Skone v. Quanco Farms

261 Cal. App. 2d 237, 68 Cal. Rptr. 26, 1968 Cal. App. LEXIS 1739
CourtCalifornia Court of Appeal
DecidedApril 17, 1968
DocketCiv. 871
StatusPublished
Cited by12 cases

This text of 261 Cal. App. 2d 237 (Skone v. Quanco Farms) is published on Counsel Stack Legal Research, covering California Court of Appeal primary law. Counsel Stack provides free access to over 12 million legal documents including statutes, case law, regulations, and constitutions.

Bluebook
Skone v. Quanco Farms, 261 Cal. App. 2d 237, 68 Cal. Rptr. 26, 1968 Cal. App. LEXIS 1739 (Cal. Ct. App. 1968).

Opinion

GARGANO, J.

Respondent, a dealer in potatoes, brought this action against appellant Quanco Farms to restrain appellant from interfering with the harvesting of a potato crop. Quanco Farms is a corporation engaged in the business of farming. It is owned and controlled by Carl Quandt and H. F. Beckerdite. By stipulation of the parties the injunction issues were dropped and the harvest was allowed to proceed. Appellant then cross-complained, seeking damages against respondent for the alleged breach of their joint-venture agreement. The cause proceeded to trial on the issues raised by the cross-complaint, and at the conclusion of the trial the court granted judgment in favor of the respondent. This appeal followed.

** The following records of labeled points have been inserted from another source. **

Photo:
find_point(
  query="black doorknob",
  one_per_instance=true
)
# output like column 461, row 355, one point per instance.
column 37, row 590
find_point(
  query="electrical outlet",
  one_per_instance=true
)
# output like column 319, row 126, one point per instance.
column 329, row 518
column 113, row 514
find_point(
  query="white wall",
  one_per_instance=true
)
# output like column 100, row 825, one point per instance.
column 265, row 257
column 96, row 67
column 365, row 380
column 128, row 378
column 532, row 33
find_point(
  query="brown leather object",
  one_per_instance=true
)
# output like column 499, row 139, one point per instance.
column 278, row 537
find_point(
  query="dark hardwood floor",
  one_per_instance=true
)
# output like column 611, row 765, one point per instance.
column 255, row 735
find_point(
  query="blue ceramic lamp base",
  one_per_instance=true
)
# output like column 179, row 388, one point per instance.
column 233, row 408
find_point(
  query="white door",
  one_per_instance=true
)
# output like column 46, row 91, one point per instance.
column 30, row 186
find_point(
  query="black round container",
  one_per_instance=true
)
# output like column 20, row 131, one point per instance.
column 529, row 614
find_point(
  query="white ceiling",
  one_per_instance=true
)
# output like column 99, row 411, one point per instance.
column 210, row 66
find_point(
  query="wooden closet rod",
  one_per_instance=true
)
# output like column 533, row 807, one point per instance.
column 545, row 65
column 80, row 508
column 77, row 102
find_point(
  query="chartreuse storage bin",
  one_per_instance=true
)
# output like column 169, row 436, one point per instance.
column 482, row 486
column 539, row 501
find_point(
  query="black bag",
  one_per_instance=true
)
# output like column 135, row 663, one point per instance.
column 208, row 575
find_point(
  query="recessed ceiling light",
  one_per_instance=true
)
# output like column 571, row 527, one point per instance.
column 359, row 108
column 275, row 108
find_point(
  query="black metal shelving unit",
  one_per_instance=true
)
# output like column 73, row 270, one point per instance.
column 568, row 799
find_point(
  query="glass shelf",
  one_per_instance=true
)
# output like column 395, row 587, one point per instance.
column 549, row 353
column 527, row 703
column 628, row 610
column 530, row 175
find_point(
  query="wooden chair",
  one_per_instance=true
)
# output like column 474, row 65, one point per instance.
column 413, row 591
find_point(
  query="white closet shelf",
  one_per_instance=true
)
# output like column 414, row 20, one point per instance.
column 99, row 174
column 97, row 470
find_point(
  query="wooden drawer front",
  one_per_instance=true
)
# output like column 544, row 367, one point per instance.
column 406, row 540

The remaining undisputed facts are essentially as follows:

Appellant suffered farming losses during the years 1962, 1963 and 1964. On December 28, 1964, appellant entered into a joint-venture agreement with respondent for the growing and marketing of potatoes for the 1965 crop year. The agree *240 ment inter alia provided that appellant would grow a crop of potatoes on farm land that it owned or controlled, and that respondent would harvest, pack and market the potatoes. The contract also provided that profits or losses resulting from the joint venture would be divided equally.

At the time that the joint-venture agreement was signed by the parties respondent had negotiated (and was in the process of negotiating) numerous contracts for the sale of potatoes to potato dealers in both the United States and Canada. These contracts, however, were not mentioned in the agreement nor were they formally assigned by respondent to the joint venture. Later, when the potatoes were harvested, respondent used the entire crop to fulfill his contractual commitments even though the price of potatoes had risen sharply.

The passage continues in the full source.